[OpenAFS] Re: [OpenAFS-devel] 1.6 and post-1.6 OpenAFS branch
management and schedule
Rainer Toebbicke
rtb@pclella.cern.ch
Fri, 18 Jun 2010 11:47:25 +0200
Jeffrey Hutzelman schrieb:
>
> Really, I consider enable-fast-restart to be extremely dangerous.
> It should have gone away long ago.
>
> I realize some people believe that speed is more important than not
> losing data, but I don't agree, and I don't think it's an appropriate
> position for a filesystem to take.

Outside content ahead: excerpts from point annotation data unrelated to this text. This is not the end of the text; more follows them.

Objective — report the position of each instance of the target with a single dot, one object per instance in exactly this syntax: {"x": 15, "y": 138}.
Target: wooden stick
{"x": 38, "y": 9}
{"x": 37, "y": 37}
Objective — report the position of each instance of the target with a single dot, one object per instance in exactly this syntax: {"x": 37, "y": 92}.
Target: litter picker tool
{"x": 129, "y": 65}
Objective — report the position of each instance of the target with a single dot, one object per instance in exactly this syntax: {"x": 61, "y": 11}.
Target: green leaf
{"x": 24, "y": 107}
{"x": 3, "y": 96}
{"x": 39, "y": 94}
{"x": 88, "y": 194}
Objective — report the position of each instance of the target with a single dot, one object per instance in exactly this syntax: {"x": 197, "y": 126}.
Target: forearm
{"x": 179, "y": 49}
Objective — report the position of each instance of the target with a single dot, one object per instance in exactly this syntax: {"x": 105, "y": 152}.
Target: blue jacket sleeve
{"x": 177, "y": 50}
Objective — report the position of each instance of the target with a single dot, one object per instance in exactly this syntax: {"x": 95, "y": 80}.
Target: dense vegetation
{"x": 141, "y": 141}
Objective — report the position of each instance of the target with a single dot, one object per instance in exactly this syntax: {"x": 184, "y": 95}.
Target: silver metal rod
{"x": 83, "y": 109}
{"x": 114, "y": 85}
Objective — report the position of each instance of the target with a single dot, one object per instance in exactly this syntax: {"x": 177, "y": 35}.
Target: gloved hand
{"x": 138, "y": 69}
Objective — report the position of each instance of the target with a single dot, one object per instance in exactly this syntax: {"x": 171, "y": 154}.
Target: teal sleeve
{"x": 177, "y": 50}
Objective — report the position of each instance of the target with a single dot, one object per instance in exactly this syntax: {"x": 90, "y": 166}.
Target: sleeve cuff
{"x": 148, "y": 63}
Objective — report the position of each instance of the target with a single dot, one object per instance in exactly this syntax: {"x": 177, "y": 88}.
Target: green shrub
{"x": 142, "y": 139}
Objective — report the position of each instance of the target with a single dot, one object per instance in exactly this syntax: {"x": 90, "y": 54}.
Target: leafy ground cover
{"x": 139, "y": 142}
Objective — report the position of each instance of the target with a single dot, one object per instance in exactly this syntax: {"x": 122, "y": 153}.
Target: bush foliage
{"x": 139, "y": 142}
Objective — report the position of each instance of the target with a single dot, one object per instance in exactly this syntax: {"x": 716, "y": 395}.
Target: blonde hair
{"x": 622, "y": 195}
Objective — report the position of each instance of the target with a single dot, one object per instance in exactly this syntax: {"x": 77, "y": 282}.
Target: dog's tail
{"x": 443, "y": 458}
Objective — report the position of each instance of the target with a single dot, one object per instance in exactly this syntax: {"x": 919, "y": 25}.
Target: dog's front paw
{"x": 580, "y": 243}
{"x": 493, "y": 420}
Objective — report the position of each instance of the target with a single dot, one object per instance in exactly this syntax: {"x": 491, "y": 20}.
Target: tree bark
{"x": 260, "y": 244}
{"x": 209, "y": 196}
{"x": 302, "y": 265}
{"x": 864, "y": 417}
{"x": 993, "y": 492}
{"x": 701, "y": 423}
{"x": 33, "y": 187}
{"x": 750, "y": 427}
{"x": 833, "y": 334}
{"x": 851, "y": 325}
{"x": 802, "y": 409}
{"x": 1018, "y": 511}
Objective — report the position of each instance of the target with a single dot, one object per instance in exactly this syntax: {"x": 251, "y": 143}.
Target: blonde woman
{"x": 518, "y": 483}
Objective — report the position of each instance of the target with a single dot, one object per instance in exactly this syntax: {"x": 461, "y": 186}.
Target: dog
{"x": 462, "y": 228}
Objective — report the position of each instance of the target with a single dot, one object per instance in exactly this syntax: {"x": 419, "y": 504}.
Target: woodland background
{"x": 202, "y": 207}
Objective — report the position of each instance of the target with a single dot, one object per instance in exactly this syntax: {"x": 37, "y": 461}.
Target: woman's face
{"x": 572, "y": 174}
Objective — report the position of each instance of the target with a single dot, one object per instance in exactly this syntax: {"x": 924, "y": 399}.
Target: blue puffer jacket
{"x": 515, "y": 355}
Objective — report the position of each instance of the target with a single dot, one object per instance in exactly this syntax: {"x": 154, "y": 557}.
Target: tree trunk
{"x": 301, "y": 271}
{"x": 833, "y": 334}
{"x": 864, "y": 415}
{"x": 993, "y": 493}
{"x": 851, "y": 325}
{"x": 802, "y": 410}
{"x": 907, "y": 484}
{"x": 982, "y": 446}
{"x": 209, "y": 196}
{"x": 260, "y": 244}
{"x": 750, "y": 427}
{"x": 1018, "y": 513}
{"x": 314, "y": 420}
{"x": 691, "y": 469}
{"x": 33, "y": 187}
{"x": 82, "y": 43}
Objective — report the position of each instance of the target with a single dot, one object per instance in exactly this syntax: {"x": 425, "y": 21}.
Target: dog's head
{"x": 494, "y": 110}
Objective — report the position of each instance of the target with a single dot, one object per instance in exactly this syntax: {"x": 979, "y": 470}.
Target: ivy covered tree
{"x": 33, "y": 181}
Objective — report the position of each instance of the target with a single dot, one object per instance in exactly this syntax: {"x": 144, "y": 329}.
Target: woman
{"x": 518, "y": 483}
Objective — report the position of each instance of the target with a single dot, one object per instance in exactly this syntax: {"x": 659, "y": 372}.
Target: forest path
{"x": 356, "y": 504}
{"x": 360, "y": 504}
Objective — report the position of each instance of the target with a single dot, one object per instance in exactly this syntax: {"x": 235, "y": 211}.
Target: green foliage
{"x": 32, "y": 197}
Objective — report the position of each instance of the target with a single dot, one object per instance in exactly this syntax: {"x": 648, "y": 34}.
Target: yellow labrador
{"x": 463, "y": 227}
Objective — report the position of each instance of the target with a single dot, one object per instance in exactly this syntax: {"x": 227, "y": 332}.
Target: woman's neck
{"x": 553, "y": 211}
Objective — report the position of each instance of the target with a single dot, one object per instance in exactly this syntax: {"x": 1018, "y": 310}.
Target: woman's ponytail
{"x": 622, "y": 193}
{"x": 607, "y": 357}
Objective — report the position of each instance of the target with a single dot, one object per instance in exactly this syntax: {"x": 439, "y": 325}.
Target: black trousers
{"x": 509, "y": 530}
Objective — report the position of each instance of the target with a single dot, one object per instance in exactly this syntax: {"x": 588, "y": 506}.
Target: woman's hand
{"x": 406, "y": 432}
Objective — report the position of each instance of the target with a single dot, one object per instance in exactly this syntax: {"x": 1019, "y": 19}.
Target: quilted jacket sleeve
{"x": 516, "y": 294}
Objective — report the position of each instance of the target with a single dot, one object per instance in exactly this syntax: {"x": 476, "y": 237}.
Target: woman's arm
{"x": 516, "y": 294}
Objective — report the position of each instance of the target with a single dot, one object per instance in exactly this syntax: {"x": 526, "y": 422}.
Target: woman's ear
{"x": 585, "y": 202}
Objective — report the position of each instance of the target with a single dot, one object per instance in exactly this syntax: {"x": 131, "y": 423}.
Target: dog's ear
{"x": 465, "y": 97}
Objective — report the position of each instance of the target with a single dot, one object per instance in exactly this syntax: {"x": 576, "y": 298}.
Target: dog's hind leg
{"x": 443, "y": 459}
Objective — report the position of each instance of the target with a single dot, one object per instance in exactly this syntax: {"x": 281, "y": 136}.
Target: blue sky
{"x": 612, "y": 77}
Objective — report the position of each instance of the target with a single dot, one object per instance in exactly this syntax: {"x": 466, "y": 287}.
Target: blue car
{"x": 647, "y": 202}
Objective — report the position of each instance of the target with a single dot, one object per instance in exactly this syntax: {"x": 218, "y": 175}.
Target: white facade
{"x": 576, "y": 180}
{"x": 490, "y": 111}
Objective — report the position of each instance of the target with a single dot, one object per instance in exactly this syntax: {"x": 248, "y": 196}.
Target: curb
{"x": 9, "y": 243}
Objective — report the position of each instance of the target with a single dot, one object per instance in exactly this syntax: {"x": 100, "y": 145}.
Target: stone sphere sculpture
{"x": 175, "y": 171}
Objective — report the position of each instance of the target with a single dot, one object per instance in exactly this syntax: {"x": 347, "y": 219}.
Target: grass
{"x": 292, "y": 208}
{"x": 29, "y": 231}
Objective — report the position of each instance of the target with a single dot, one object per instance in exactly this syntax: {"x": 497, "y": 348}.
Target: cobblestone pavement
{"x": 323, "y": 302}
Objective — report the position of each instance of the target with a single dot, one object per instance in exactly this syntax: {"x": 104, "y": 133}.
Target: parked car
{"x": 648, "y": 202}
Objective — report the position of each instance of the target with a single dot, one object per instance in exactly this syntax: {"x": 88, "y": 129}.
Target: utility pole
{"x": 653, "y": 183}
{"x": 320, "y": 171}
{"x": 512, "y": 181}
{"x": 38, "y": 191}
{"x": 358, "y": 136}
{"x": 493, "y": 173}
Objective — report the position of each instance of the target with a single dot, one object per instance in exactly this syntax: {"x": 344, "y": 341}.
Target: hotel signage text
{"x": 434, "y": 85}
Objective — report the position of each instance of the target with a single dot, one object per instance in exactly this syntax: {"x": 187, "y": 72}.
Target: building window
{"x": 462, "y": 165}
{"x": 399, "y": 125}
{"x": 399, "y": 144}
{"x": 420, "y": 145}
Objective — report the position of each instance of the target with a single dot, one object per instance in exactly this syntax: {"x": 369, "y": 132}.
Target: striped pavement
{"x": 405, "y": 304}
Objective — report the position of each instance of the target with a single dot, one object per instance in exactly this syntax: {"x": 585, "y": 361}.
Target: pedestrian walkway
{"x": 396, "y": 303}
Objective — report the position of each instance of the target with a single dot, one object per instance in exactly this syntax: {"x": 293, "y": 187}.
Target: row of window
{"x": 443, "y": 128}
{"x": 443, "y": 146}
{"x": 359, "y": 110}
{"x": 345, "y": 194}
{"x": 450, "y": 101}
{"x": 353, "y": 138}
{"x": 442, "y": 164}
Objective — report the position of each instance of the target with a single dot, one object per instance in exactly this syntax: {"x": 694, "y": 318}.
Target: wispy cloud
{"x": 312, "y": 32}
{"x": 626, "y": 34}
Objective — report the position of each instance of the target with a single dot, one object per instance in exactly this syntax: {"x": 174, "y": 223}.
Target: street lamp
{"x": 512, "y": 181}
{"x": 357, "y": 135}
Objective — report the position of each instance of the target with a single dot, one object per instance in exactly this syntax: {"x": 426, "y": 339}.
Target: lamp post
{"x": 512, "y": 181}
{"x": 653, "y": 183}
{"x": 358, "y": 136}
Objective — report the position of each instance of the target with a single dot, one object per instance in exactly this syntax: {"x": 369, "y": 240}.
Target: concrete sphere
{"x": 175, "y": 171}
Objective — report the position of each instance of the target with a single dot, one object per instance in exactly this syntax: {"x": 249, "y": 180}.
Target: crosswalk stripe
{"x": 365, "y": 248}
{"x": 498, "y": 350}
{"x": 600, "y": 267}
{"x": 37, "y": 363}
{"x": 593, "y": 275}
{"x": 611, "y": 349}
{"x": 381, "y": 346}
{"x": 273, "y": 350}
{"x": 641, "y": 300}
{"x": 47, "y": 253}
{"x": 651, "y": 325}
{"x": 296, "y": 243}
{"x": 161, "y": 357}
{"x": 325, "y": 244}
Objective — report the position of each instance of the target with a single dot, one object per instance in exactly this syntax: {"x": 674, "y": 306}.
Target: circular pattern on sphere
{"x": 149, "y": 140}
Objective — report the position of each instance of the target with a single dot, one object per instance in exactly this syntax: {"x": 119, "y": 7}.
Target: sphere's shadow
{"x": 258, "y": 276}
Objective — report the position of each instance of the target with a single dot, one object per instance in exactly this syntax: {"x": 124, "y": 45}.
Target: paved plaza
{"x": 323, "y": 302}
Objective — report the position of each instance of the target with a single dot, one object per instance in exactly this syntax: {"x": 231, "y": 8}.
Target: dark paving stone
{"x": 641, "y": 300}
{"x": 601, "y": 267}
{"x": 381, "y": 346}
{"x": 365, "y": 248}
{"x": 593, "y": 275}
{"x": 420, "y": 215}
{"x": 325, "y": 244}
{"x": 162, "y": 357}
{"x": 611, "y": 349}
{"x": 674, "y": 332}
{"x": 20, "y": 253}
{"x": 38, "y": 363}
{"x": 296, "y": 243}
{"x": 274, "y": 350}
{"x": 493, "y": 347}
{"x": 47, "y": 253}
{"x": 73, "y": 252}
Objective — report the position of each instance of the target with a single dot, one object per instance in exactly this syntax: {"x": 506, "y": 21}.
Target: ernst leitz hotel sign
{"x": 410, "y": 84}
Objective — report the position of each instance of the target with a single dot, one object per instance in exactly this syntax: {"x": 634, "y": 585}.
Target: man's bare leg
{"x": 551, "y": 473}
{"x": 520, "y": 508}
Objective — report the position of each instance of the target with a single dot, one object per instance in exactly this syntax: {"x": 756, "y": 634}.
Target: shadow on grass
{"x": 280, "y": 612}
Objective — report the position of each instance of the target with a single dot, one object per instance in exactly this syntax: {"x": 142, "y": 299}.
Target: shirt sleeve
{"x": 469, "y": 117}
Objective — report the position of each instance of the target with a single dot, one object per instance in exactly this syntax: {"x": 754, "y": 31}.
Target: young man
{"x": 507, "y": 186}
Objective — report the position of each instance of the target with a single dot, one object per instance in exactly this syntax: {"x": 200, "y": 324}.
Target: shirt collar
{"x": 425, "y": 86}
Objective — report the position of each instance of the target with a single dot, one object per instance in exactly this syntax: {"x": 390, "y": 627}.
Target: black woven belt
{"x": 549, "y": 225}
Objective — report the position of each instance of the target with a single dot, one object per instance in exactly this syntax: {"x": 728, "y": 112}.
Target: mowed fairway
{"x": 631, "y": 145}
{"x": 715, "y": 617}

Not losing your data is pretty much
> the defining difference between filesystems you can lose and filesystems
> from which you should run away screaming as fast as you can. I do not
> want people to run away screaming from OpenAFS, at any speed.
>
I beg to disagree: the Volume/Vnode back-end has by no means the same problems
that a file system might have. Damages there will never wildly destroy random
items on disk, as you would have to be afraid using in a file system. At least
in namei, damages in a volume are entirely contained therein, files themselves
are at the worst entirely replaced by others, they're never corrupted partly
other than being half-written or such. Of course files on disk can become
unfindable or directories can have bogus entries.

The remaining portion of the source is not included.